Al parecer, Petro desistió de su idea de declarar simultáneamente el estado de emergencia y la conmoción interior. Afortunadamente. El uso conjunto de estos dos estados de excepción de manera concurrente es uno de esos disparates que engolosinan a nuestro jefe de Estado, pero que no hacen sino mancillar la institucionalidad colombiana.
En esta oportunidad, vemos que otra vez el Presidente acude a los mecanismos excepcionales para solucionar problemas que él mismo ha ayudado a crear.
Sucedió así con La Guajira. Desde febrero de 2024 había información meteorológica concluyente sobre la fuerte sequía que se presentaría en el norte del país. No obstante, salvo la ilegal compra de los famosos camiones por la Ungrd, se adoptaron pocas medidas. El Gobierno prefirió esperar hasta julio para declarar el estado de emergencia para, ahí sí, dirigir su mirada hacia un problema que se cocinaba de tiempo atrás. La Corte Constitucional declaró inexequible la declaratoria, pero dejó con vida algunas de las medidas adoptadas.
Con la crisis que viven el Catatumbo y otras regiones del país sucede algo similar. La gravísima afectación del orden público obedece en buena parte a decisiones adoptadas por el Gobierno. La política de “paz total” incluyó una inaceptable renuncia del Estado a velar por la seguridad de la población. Por vía de omisión, el Gobierno delegó esa función en los actores armados ilegales. Ahora, envalentonados y fortalecidos, estos delincuentes se matan entre sí y al que se les atraviese con tal de conservar sus posiciones.
No cuestiono la legitimidad de nuestros gobernantes para buscar caminos de diálogo con los grupos armados ilegales y para procurar acuerdos que ayuden a silenciar los fusiles y a buscar la paz. Pero sí me preocupa que estas negociaciones supongan una renuncia al primero de los deberes que recae sobre los Estados desde su consolidación en la Edad Media: ejercer el control sobre el territorio.
El ensalzamiento que Petro les ha prodigado a los actores armados y el lugar que les asignó como constructores de la agenda pública condujeron a la creación de un monstruo de mil cabezas que ahora hay que derrotar. Fueron muchas las voces expertas que así lo advirtieron, pero, como se sabe, vivimos épocas en las que poco espacio hay para las voces técnicas.
Petro tampoco le exigió al Gobierno de Venezuela, con el que tiene afinidad ideológica, que sacara sus narices de frontera. Al parecer, Maduro y los suyos habrían estado azuzando el fuego en la región, sin que nuestras autoridades dijeran palabra alguna.
El reto del Gobierno radica ahora en lograr que la declaratoria del Estado de Conmoción Interior reúna los requisitos que la Constitución establece. Bien harían el Presidente y sus ministros en definir para qué no es el estado de excepción. No es para sacar por la puerta de atrás la reforma tributaria que ya el Congreso les rechazó ni para empujar otros proyectos que el Gobierno no ha podido promover.

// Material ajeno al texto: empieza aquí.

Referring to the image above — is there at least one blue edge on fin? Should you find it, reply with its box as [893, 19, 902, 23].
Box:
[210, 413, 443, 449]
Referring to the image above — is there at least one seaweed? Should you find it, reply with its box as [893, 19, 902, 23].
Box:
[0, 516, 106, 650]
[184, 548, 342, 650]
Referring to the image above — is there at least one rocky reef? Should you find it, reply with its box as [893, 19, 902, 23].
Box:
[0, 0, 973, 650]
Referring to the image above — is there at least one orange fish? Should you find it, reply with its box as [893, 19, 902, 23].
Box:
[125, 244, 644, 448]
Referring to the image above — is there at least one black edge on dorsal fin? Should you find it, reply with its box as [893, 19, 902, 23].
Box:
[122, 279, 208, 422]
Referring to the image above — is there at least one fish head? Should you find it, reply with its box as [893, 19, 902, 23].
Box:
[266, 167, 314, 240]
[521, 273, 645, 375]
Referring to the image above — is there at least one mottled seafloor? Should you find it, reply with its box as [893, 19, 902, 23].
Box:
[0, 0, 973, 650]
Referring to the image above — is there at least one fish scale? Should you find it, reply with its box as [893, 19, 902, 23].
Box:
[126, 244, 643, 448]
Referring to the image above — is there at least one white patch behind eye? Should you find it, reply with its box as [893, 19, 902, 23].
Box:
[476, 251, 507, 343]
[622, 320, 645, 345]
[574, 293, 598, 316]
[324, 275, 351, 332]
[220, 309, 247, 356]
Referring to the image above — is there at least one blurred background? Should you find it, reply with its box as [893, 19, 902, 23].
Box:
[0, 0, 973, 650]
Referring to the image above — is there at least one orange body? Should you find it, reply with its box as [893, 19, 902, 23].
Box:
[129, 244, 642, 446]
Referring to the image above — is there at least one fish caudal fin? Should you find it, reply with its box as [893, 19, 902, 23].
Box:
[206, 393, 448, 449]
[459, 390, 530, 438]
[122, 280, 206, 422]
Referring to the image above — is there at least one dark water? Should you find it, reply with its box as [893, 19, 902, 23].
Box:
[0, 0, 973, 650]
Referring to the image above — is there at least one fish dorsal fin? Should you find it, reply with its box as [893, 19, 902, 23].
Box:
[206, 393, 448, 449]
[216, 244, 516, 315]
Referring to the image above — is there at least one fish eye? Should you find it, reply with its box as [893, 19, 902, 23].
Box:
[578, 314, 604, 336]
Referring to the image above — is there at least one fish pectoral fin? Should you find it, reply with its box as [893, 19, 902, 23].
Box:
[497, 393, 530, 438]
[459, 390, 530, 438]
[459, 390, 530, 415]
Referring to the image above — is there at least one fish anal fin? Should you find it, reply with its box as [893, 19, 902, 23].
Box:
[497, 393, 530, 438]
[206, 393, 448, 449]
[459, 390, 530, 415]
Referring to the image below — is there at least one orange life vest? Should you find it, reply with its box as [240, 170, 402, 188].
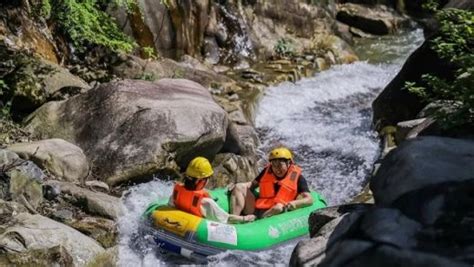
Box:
[255, 164, 301, 209]
[173, 183, 209, 217]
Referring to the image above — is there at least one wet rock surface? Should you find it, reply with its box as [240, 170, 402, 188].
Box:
[7, 139, 89, 183]
[27, 79, 228, 184]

Trazado este límite, es preciso reconocer que, así las decisiones del Gobierno hayan sido uno de los ingredientes del desastre que hoy viven varias regiones del país, las poblaciones que hoy están en medio de las balas requieren de medidas apremiantes que les devuelvan la seguridad y la tranquilidad. Es imperativo resguardarlas. Bajo esos parámetros, el Estado de Conmoción Interior podría tener fundamento.
Una declaratoria razonable y unas medidas específicas de excepción podrían facilitar el control constitucional de los decretos. Y proteger la institucionalidad.